Jak można się domyślić, szukając sposobu na poprawę brzmienia swojego systemu stereo, pan Maciej doszedł do wniosku, że jego najsłabszym ogniwem jest wzmacniacz. Początkowo rozważał wymianę NAD-a na hybrydową integrę Unison Research Unico Primo, biorąc pod uwagę również model Univo Nuovo, jednak po kilku odsłuchach sytuacja zaczęła eskalować. Zwróciliśmy uwagę na to, że pewnego dnia pan Maciej prawdopodobnie postanowi zmienić kolumny. Mimo że Unico Primo jest naszym zdaniem bardzo dobrą konstrukcją, szczególnie jak na swój przedział cenowy, kupując znacznie lepsze zestawy głośnikowe dobrze byłoby dysponować uniwersalnym wzmacniaczem z wysokiej półki.
Po zapoznaniu się z naszymi wskazówkami i lekturze testów opublikowanych na łamach magazynu StereoLife, pan Maciej zdecydował się na wzmacniacz zintegrowany Pathos Logos MKII. Ten potężny piecyk oddaje 110 W na kanał przy 8 Ω, waży 28 kg, ma wbudowany przetwornik z trzema wejściami cyfrowymi, analogowe wejścia RCA i XLR, a do tego wygląda po prostu nieziemsko. Co tu dużo ukrywać, to kawał pięknego wzmacniacza.

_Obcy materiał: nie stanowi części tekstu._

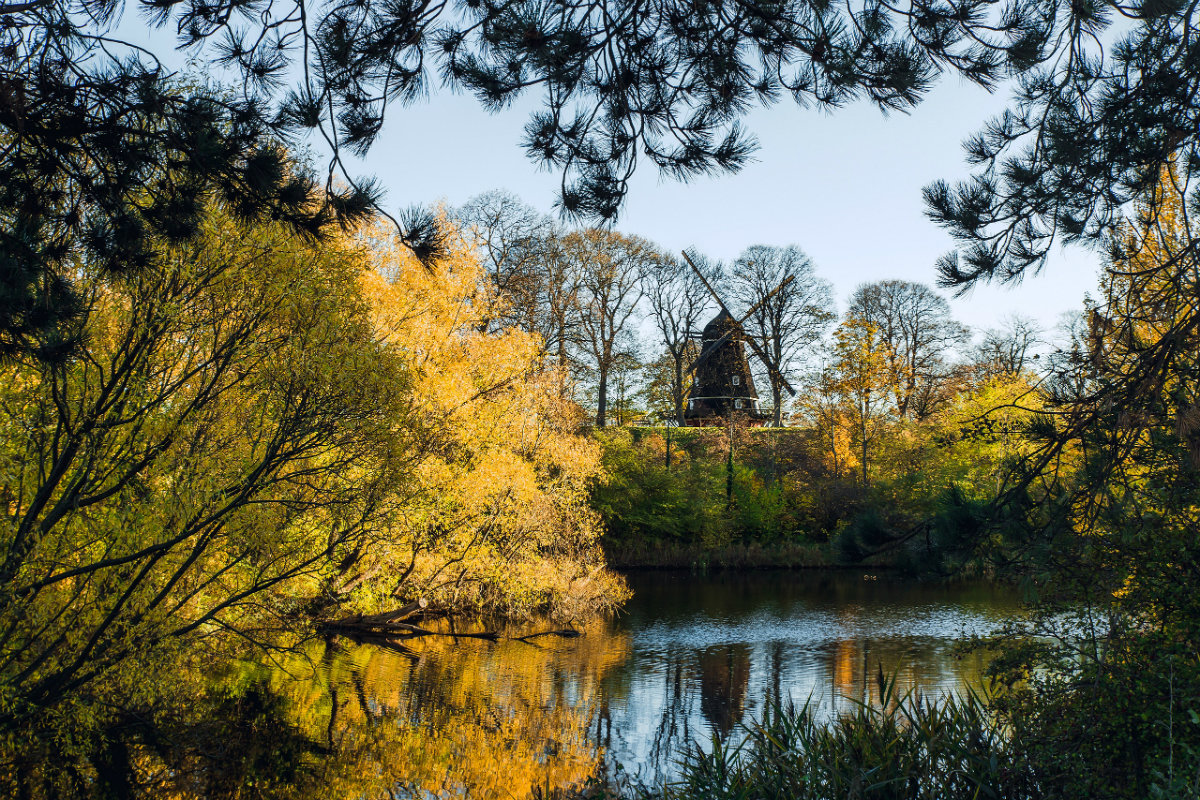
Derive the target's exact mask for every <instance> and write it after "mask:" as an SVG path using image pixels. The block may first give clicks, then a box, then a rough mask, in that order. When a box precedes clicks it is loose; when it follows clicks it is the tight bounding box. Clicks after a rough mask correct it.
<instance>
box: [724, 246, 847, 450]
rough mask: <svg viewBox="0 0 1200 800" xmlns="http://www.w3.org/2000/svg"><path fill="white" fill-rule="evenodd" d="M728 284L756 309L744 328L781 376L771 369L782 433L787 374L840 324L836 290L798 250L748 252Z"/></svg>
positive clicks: (774, 409) (733, 273)
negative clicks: (784, 283) (781, 427)
mask: <svg viewBox="0 0 1200 800" xmlns="http://www.w3.org/2000/svg"><path fill="white" fill-rule="evenodd" d="M788 278H791V281H790V282H788V283H787V284H786V285H782V284H784V282H785V281H788ZM728 281H730V287H731V290H732V293H733V296H734V297H737V299H738V302H739V303H740V305H742V306H743V307H745V308H752V309H754V311H752V313H751V314H750V317H749V318H748V319H746V320H745V321H744V323H743V326H744V329H745V332H746V336H749V337H751V338H754V339H755V342H756V343H757V344H758V347H760V349H762V351H763V353H766V354H767V356H768V357H769V359H770V360H772V361H773V362H774V365H776V366H778V369H779V371H780V372H775V371H773V369H768V379H769V381H770V395H772V402H773V404H774V419H773V422H772V423H773V425H774V426H775V427H779V426H781V425H782V420H784V416H782V410H784V380H785V379H786V374H787V373H788V372H790V371H792V369H793V367H792V365H793V363H794V362H798V361H803V360H805V359H806V356H808V354H809V351H810V350H812V349H814V348H815V347H816V345H817V342H820V339H821V337H822V336H823V335H824V332H826V331H827V330H828V329H829V325H830V324H832V323H833V320H834V319H835V314H834V312H833V288H832V287H830V285H829V282H828V281H824V279H823V278H820V277H817V275H816V269H815V267H814V265H812V259H810V258H809V257H808V255H805V253H804V251H802V249H800V248H799V247H796V246H794V245H792V246H788V247H768V246H764V245H756V246H754V247H748V248H746V249H745V251H744V252H743V253H742V255H739V257H738V260H737V261H736V263H734V264H733V267H732V271H731V273H730V278H728ZM780 373H782V374H780Z"/></svg>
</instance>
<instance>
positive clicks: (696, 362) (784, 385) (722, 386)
mask: <svg viewBox="0 0 1200 800" xmlns="http://www.w3.org/2000/svg"><path fill="white" fill-rule="evenodd" d="M683 257H684V259H685V260H686V261H688V264H689V265H690V266H691V269H692V270H694V271H695V272H696V275H697V276H698V277H700V279H701V281H702V282H703V284H704V287H706V288H707V289H708V293H709V294H710V295H713V300H715V301H716V306H718V308H720V311H719V313H718V314H716V317H714V318H713V319H712V320H710V321H709V323H708V325H704V330H703V331H701V333H700V355H698V356H697V357H696V360H695V361H692V362H691V366H690V367H689V368H688V371H689V372H690V373H691V375H692V381H691V390H690V391H689V392H688V404H686V407H685V408H684V415H683V419H684V423H685V425H688V426H694V427H701V426H712V425H725V423H728V422H732V421H733V420H742V421H744V423H745V425H749V426H751V427H757V426H762V425H766V422H767V420H769V419H770V416H772V414H770V413H769V411H764V410H763V409H762V408H761V407H760V405H758V392H757V390H756V389H755V385H754V375H751V373H750V363H749V361H748V360H746V347H748V345H749V347H750V349H751V350H754V354H755V355H756V356H757V357H758V360H760V361H762V363H763V366H764V367H766V368H767V371H768V373H770V375H772V377H773V378H774V379H778V380H779V381H780V383H781V385H782V386H784V387H785V389H786V390H787V391H788V392H790V393H791V395H793V396H794V395H796V390H793V389H792V386H791V384H788V383H787V380H786V379H785V378H784V377H782V374H781V373H780V371H779V367H778V365H775V363H774V362H773V361H772V360H770V359H769V357H768V356H767V354H766V353H763V351H762V348H760V347H758V345H757V344H756V343H755V341H754V339H752V338H750V337H748V336H746V335H745V329H744V327H743V326H742V323H743V321H745V320H746V319H748V318H749V317H750V314H752V313H754V312H755V311H756V309H757V308H758V307H760V306H761V305H762V303H763V302H767V301H768V300H769V299H770V297H772V296H774V295H775V293H778V291H779V290H781V289H782V288H784V287H786V285H787V284H788V283H790V282H791V281H792V278H787V279H786V281H784V282H782V283H781V284H779V285H778V287H776V288H775V290H774V291H772V293H770V294H769V295H767V296H766V297H763V299H762V300H761V301H760V302H758V303H757V305H756V306H755V307H754V308H751V309H750V311H748V312H746V313H745V314H743V315H742V318H740V319H738V318H736V317H733V314H732V313H731V312H730V309H728V307H726V305H725V302H724V301H722V300H721V297H720V295H718V294H716V290H715V289H713V287H712V284H709V282H708V278H706V277H704V275H703V273H702V272H701V271H700V270H698V269H697V267H696V265H695V264H692V261H691V258H689V257H688V253H684V254H683Z"/></svg>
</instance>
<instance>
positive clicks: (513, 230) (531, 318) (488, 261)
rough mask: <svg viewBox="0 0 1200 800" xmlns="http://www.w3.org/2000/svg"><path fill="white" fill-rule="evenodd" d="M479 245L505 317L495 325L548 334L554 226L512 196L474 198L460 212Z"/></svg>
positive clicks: (495, 321) (484, 260)
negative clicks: (499, 299)
mask: <svg viewBox="0 0 1200 800" xmlns="http://www.w3.org/2000/svg"><path fill="white" fill-rule="evenodd" d="M455 217H456V218H457V219H458V221H460V222H461V223H462V224H463V228H464V229H466V233H467V234H468V235H470V236H472V239H473V240H474V243H475V247H476V249H478V252H479V254H480V258H481V260H482V261H484V264H485V265H486V269H487V277H488V278H490V279H491V283H492V288H493V290H494V291H496V294H497V295H498V296H499V297H500V300H502V301H503V305H502V307H503V308H504V312H503V313H502V314H500V315H498V317H497V318H496V319H494V320H492V323H493V324H494V325H496V326H498V327H508V326H515V327H520V329H522V330H526V331H530V332H539V333H542V332H544V330H542V327H544V326H545V317H544V314H541V313H540V312H541V311H542V307H544V306H545V302H546V295H547V291H548V290H550V287H548V277H550V276H547V260H548V259H547V255H548V251H550V248H552V247H553V240H554V237H556V235H557V234H558V231H557V225H556V224H554V222H553V221H552V219H551V218H550V217H547V216H546V215H544V213H541V212H540V211H538V210H536V209H534V207H532V206H529V205H526V204H524V203H522V201H521V199H520V198H518V197H516V196H515V194H512V193H511V192H506V191H503V190H496V191H492V192H485V193H484V194H480V196H478V197H474V198H472V199H469V200H467V203H466V204H464V205H463V206H462V207H461V209H458V210H457V211H456V212H455Z"/></svg>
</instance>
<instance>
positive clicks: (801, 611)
mask: <svg viewBox="0 0 1200 800" xmlns="http://www.w3.org/2000/svg"><path fill="white" fill-rule="evenodd" d="M629 581H630V585H631V588H632V590H634V597H632V600H631V601H630V602H629V604H628V607H626V609H625V613H623V614H622V615H620V616H618V618H617V619H613V620H607V621H604V622H596V624H593V625H590V626H584V628H583V634H582V636H580V637H577V638H563V637H556V636H542V637H536V638H532V639H527V640H516V639H500V640H498V642H492V640H486V639H476V638H464V637H450V636H437V637H424V638H419V639H412V640H407V642H404V643H403V644H396V645H394V646H386V648H385V646H378V645H376V644H366V643H354V642H350V640H347V639H337V640H332V642H323V643H318V644H317V645H314V648H313V649H312V650H311V651H310V652H308V654H307V657H306V658H300V660H293V661H290V662H287V663H281V664H278V666H276V667H275V668H272V669H271V670H270V673H269V675H268V676H266V682H268V684H269V685H270V688H271V691H272V693H275V694H278V696H282V697H284V698H287V702H288V704H289V708H290V709H292V710H290V715H293V716H294V717H295V718H296V720H298V721H300V722H302V726H301V727H304V728H306V729H307V734H308V736H310V738H311V739H313V740H314V741H320V742H322V747H323V752H328V753H330V754H331V756H332V757H334V758H336V759H337V760H338V769H337V770H336V772H337V775H338V776H341V777H340V778H338V780H336V781H334V783H335V784H336V783H338V782H341V781H344V789H346V792H347V793H353V794H355V795H358V796H377V794H382V795H384V796H386V792H390V790H395V789H396V787H403V789H404V790H403V792H401V795H404V794H412V795H413V796H428V795H430V794H434V795H436V794H448V795H451V796H472V798H512V796H516V798H522V796H527V795H529V794H532V793H536V792H542V793H545V790H546V789H552V788H554V787H565V786H571V784H581V783H583V782H586V781H588V780H590V778H594V777H596V776H607V777H608V778H610V780H612V778H617V780H619V781H620V782H623V783H626V784H631V783H644V784H652V786H653V784H655V783H659V782H661V781H666V780H671V778H672V776H674V775H676V774H677V770H678V762H679V759H680V757H682V756H683V753H684V751H685V748H686V747H688V746H689V742H692V741H701V742H706V741H712V739H713V736H722V738H724V736H730V735H738V732H739V724H740V723H745V722H749V721H751V720H752V718H754V717H756V716H757V715H758V714H760V712H761V710H762V708H763V705H764V704H767V703H770V702H774V700H776V699H779V700H784V702H793V703H796V704H802V703H805V702H809V703H811V704H814V705H816V706H817V708H818V709H820V712H821V714H826V715H829V714H834V712H836V710H838V709H839V708H844V706H845V705H846V704H848V703H851V702H853V699H856V698H858V699H860V698H864V697H868V694H866V693H868V692H869V691H870V688H871V687H872V686H874V684H875V681H874V676H875V674H876V673H877V670H878V668H880V667H882V669H883V670H884V672H886V673H888V674H893V673H895V674H896V675H898V680H899V684H900V685H901V686H902V687H906V688H907V687H913V688H917V690H919V691H922V692H924V693H926V694H938V693H944V692H949V691H954V690H958V688H961V687H964V686H967V685H971V684H974V682H977V681H979V679H980V674H982V670H983V669H984V667H985V656H984V655H982V654H978V652H973V654H966V655H964V654H961V652H958V651H956V649H955V646H954V645H955V643H956V642H958V640H960V639H961V638H964V637H966V636H971V634H983V633H986V632H989V631H990V630H992V628H994V627H995V626H996V625H997V624H998V622H1000V621H1001V620H1002V619H1003V618H1004V616H1007V615H1009V614H1012V613H1015V610H1016V602H1015V599H1014V596H1013V595H1012V594H1010V593H1007V591H1004V590H1001V589H998V588H996V587H991V585H988V584H979V583H972V584H954V585H928V584H912V583H908V582H905V581H900V579H898V578H889V577H888V576H886V575H883V573H880V575H877V576H876V575H870V573H865V575H864V573H862V572H836V573H830V572H812V571H797V572H782V571H780V572H748V573H716V575H710V576H695V575H688V573H670V572H641V573H632V575H630V576H629ZM530 630H532V628H528V627H526V628H511V630H505V631H504V633H505V634H510V636H516V634H523V633H528V632H530ZM457 631H458V632H462V631H463V628H461V627H460V628H457ZM325 772H326V777H325V778H323V780H326V781H331V780H332V778H331V777H330V776H329V772H328V770H326V771H325Z"/></svg>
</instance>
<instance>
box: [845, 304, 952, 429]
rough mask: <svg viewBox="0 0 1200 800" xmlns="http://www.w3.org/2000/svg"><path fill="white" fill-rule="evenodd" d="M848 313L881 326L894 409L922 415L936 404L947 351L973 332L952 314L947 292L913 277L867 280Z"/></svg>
mask: <svg viewBox="0 0 1200 800" xmlns="http://www.w3.org/2000/svg"><path fill="white" fill-rule="evenodd" d="M850 313H851V314H853V315H857V317H860V318H862V319H864V320H866V321H869V323H871V324H872V325H875V326H876V327H877V329H878V331H880V336H881V338H882V342H883V344H884V347H886V348H887V353H888V373H889V374H888V378H889V381H890V384H892V387H893V391H894V393H895V408H896V414H898V415H899V416H900V417H905V419H917V420H920V419H924V417H926V416H929V415H930V414H932V413H934V411H935V410H937V408H938V405H940V404H941V403H942V401H943V399H946V392H944V391H943V390H944V387H946V385H947V383H948V381H949V377H950V368H949V360H948V359H947V353H948V351H949V350H952V349H954V348H956V347H962V345H965V344H966V343H967V342H968V341H970V338H971V331H970V329H968V327H966V326H965V325H961V324H959V323H958V321H955V320H954V318H953V317H950V305H949V303H948V302H947V301H946V297H943V296H942V295H940V294H938V293H936V291H934V290H932V289H931V288H929V287H928V285H925V284H924V283H913V282H911V281H882V282H878V283H865V284H863V285H860V287H858V289H857V290H856V291H854V295H853V296H852V297H851V301H850Z"/></svg>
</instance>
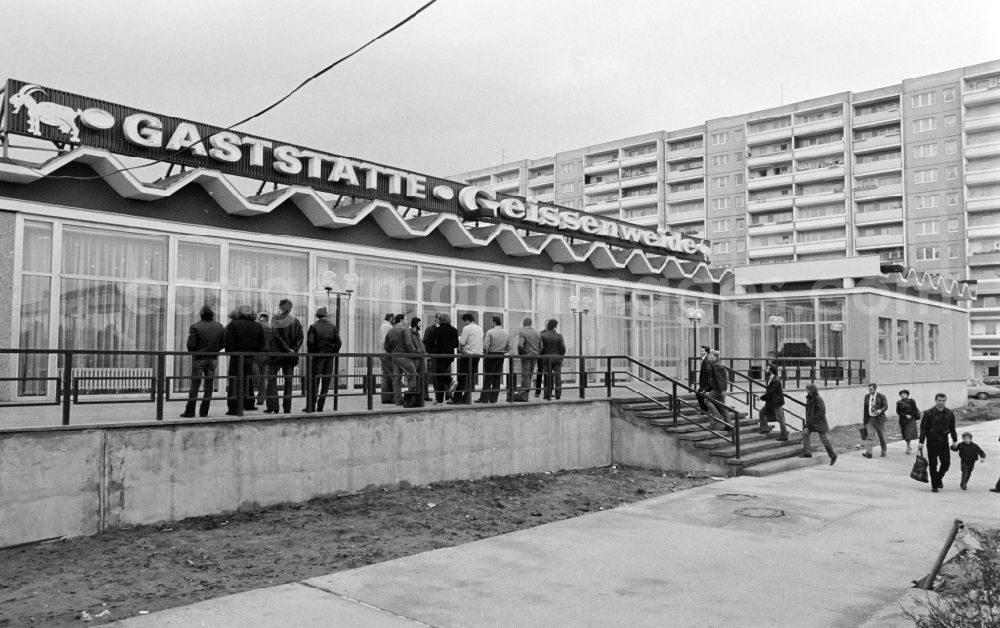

"Pathos sprawił, że Audiovectory zagrały środkiem i dołem, o który bym ich nigdy nie podejrzewał, a NAD C568 zyskał drugie życie. Nagle niemal wszystkie płyty BSCD2 i SHM, które sprowadziłem przez ostatnie 1,5 roku z Japonii zagrały dźwiękiem tak szczegółowym i detalicznym, że naprawdę jeszcze jestem pod wrażeniem."
Na tym jednak nie koniec. Wkrótce włoski wzmacniacz przeszedł upgrade polegający na montażu przetwornika Pathos HiDac Mk2, odtwarzacz NAD-a został zastąpiony transportem Cyrus CD t, a wkrótce do zestawu ma dojść kolejne źródło w postaci gramofonu. Z pierwotnej konfiguracji, nie licząc okablowania i akcesoriów zasilających, zostały właściwie tylko Audiovectory QR3, ale... Do czasu:-) Dziękujemy za zaufanie i gratulujemy świetnego zestawu, dającego mnóstwo radości z codziennych odsłuchów!